Any SBP message with a string member can contain data that is not a valid UTF-8 sequence, since we're using Rust's String type which requires valid UTF-8 we need to do a lossy conversion in the presence of invalid UTF-8 data.

High level changes:

  • Use SbpString (which wraps Vec<u8>) to store SBP string data instead of String directly and convert to String or Vec<u8> as needed

  • Use String::from_utf8_lossyto deal with invalid UTF-8 sequences when converting-- this is identical to Haskell's behavior when converting to a JSON string

  • Call lock() on stdin/stdout objects upfront so we don't have to do it within each read/write call (which happens implicitly in the stdlib)-- this bumps up performance on some benchmarks by 20-30%.

  • Add pub(crate) to functions that probably don’t need to be part of our public API


Details: since we were previously using String to store strings from SBP messages there's a mismatch between what SBP strings allow and what String in Rust allows. In Rust you either panic or do a lossy conversion for invalid UTF-8 data *, so when we avoid the panic using from_ut8_lossy we get a String that's 2 bytes too large (the one invalid byte gets converted to 3 bytes to encode the Unicode "unknown" character).

This causes us to size the SBP message incorrectly, because the size of the String member object doesn't match what was in the SBP message, so our sbp_size() method reports the wrong value, which obviously messes up the encoding of the message.

This is an example message from bug that causes an issue (this is index 8 of a sbp settings "read by index" response):

❯ cat invalid_utf8.bin | od -tx1
0000000 55 a7 00 00 10 48 08 00 73 6f 6c 75 74 69 6f 6e
0000020 00 00 00 00 00 00 00 00 00 00 00 00 00 00 00 00
*
0000100 00 00 00 00 00 00 00 00 00 00 00 00 00 b6 e8 ab
0000120

This is obviously a garbage message, and it's not clear why the device would be generating this... but the last byte before the crc \xb6 is invalid because it starts with 10xx xxxx and there's no preceding 110 x xxxx pattern to indicate that it's part of a multi-byte UTF-8 sequence. So, again this gets replaced with the Unicode unknown character.

To fix this we need to not use String, but (as implemented here) a wrapper type around Vec<u8> which converts to String or Vec<u8> when needed.


*: We can force Rust to store a &[u8] as UTF-8 without validating it with the unsafe method String::from_utf8_unchecked but this panics when you attempt to access the last byte of the buffer from a message like the one above.

@silverjam silverjam requested a review from jbangelo May 19, 2020 05:37
Copy link
Contributor

@jbangelo jbangelo left a comment

Choose a reason for hiding this comment

The reason will be displayed to describe this comment to others. Learn more.

I think we can get rid of that extra copy.

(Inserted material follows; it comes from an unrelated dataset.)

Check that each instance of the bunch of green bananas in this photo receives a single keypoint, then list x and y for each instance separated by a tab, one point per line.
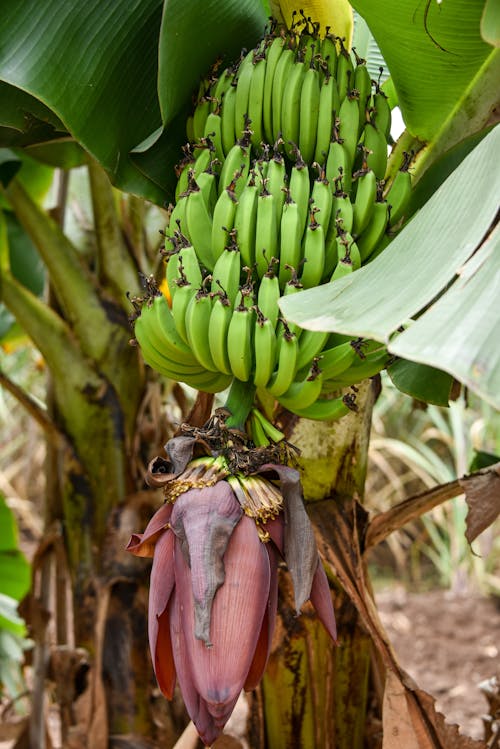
281	188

By the way, do we know why we're getting non-UTF-8 strings? I know that SBP doesn't technically specify the string encoding, but I thought the Piksi basically sends ASCII and thought UTF-8 was a strict superset of ASCII.

Ok(s)
pub(crate) fn read_string(buf: &mut dyn Read) -> Result<String> {
let mut string_buffer = [0u8; crate::SBP_MAX_PAYLOAD];
let len = buf.read(&mut string_buffer)?; // TODO: figure out how to get rid of this copy
Copy link
Contributor

Choose a reason for hiding this comment

The reason will be displayed to describe this comment to others. Learn more.

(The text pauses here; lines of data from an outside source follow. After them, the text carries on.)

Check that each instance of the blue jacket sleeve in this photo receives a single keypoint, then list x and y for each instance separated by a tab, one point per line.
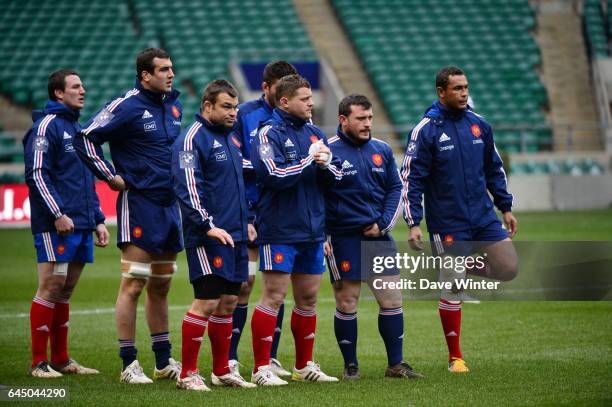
105	126
392	206
272	168
415	170
40	149
497	182
187	177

To get rid of the extra copy we could modify the signature of this function to take in a &mut &[u8] like the other read functions. I think we would need to then find the null terminator and then pass that subslice into String::from_utf8_lossy. And something similar could be done to read_string_limit().

Copy link
Contributor Author

Choose a reason for hiding this comment

The reason will be displayed to describe this comment to others. Learn more.

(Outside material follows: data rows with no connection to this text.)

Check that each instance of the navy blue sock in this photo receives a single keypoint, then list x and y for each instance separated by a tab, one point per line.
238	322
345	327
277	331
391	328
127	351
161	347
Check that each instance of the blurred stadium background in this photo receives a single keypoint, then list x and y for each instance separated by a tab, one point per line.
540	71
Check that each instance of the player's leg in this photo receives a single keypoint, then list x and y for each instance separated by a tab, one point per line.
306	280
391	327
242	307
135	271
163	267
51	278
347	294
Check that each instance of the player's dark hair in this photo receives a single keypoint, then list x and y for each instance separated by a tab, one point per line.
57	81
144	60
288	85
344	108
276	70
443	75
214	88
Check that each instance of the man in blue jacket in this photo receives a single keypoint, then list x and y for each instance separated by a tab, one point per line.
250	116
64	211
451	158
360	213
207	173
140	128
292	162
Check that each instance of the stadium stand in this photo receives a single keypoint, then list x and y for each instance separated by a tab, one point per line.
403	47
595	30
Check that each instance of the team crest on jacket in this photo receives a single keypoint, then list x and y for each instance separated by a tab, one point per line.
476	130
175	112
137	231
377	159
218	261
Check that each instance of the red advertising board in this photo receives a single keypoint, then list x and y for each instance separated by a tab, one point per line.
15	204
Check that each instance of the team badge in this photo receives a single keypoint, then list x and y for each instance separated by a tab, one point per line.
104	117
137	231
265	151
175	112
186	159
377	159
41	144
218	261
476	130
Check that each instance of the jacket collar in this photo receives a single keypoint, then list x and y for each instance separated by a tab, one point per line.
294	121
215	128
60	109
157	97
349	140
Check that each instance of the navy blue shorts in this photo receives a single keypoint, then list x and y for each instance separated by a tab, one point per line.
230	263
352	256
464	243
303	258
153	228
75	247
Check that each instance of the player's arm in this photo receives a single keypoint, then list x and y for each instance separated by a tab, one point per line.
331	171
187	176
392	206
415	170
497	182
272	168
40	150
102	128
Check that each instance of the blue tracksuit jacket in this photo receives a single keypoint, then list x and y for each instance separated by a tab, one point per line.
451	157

I tried &[u8] too but had issues with "short" reads during testing, this version preserved existing semantics but got rid of the panic on invalid UTF-8 data.

Copy link
Contributor Author

@silverjam silverjam May 19, 2020

Choose a reason for hiding this comment

The reason will be displayed to describe this comment to others. Learn more.

I didn't fully understand what you wrote at first, but I looked at the implementation of Read for &[u8] to understand how to use &mut &[u8] instead of this copy.

@silverjam
Copy link
Contributor Author

silverjam commented May 19, 2020

By the way, do we know why we're getting non-UTF-8 strings? I know that SBP doesn't technically specify the string encoding, but I thought the Piksi basically sends ASCII and thought UTF-8 was a strict superset of ASCII.

It's a weird situation, and it actually points to a larger issue. Since we're using String to store strings from SBP messages there's a mismatch between what SBP strings allow and what String in Rust allows. In Rust you either panic or do a lossy conversion for invalid UTF-8 data *, so when we avoid the panic using from_ut8_lossy we get a String that's 2 bytes too large (the one invalid byte gets converted to 3 bytes to encode the Unicode "unknown" character).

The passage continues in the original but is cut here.